Open maaren opened 7 years ago
I don't think it is very clearly documented, but I think that the LJ14 interactions are added in the dihedral potential. See: lammps-17Nov16/src/dihedral_charmm.cpp
if (implicit) forcecoul = qqrd2e * q[i1]*q[i4]*r2inv;
else forcecoul = qqrd2e * q[i1]*q[i4]*sqrt(r2inv);
forcelj = r6inv * (lj14_1[itype][jtype]*r6inv - lj14_2[itype][jtype]);
fpair = weight[type] * (forcelj+forcecoul)*r2inv;
if (eflag) {
ecoul = weight[type] * forcecoul;
evdwl = r6inv * (lj14_3[itype][jtype]*r6inv - lj14_4[itype][jtype]);
evdwl *= weight[type];
}
I have managed to create a lammps charmm dihedral topology which reproduces the gmx dihedral energy for 1-butanol, but I still have not been able to get the lammps E_vdwl equal to gmx LJ 14+SR
When I run intermol with https://github.com/dspoel/liquid-simulations/blob/master/FF/GROMACS/CGenFF/TOP/GAS/1-butanol.top as input I get:
when I remove the [ pairtypes ] section in 1-butanol.top and rerun I get:
So something goes wrong with 1-4 input of lammps.

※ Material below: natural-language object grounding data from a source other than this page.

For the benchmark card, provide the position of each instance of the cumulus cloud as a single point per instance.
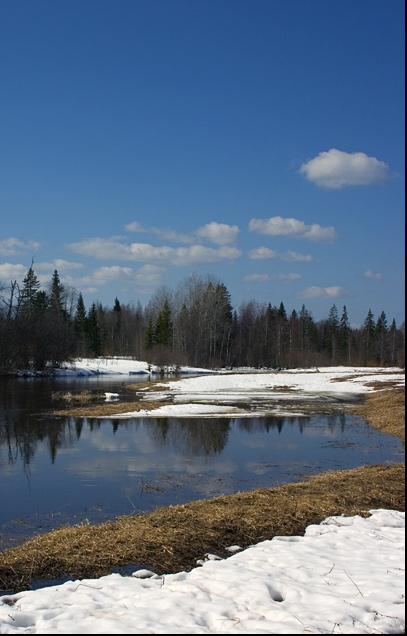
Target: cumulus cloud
(135, 226)
(336, 169)
(372, 275)
(260, 278)
(218, 233)
(322, 292)
(114, 248)
(9, 272)
(279, 226)
(13, 246)
(294, 257)
(58, 263)
(289, 278)
(261, 253)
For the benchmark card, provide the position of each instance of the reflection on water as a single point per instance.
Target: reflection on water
(56, 470)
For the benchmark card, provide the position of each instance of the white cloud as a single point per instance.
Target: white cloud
(289, 278)
(135, 226)
(261, 253)
(372, 275)
(13, 246)
(218, 233)
(336, 169)
(294, 257)
(113, 248)
(9, 272)
(279, 226)
(260, 278)
(59, 264)
(322, 292)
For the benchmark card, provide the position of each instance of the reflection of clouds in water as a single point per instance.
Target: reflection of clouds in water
(251, 443)
(113, 468)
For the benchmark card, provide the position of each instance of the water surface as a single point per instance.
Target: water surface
(56, 470)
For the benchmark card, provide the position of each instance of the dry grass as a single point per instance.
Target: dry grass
(110, 408)
(172, 539)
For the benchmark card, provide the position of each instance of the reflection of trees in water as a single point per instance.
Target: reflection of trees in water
(21, 436)
(20, 433)
(196, 436)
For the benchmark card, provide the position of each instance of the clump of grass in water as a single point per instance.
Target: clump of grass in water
(83, 397)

After reading: http://lammps.sandia.gov/doc/pair_charmm.html
I tried to use: pair_style lj/charmm/coul/charmm 19.999 20.0
and experimented with the pair_coeff parameters to get epsilon_14 and sigma_14 in there, but until now I have not got something that reproduces the energies with lammps.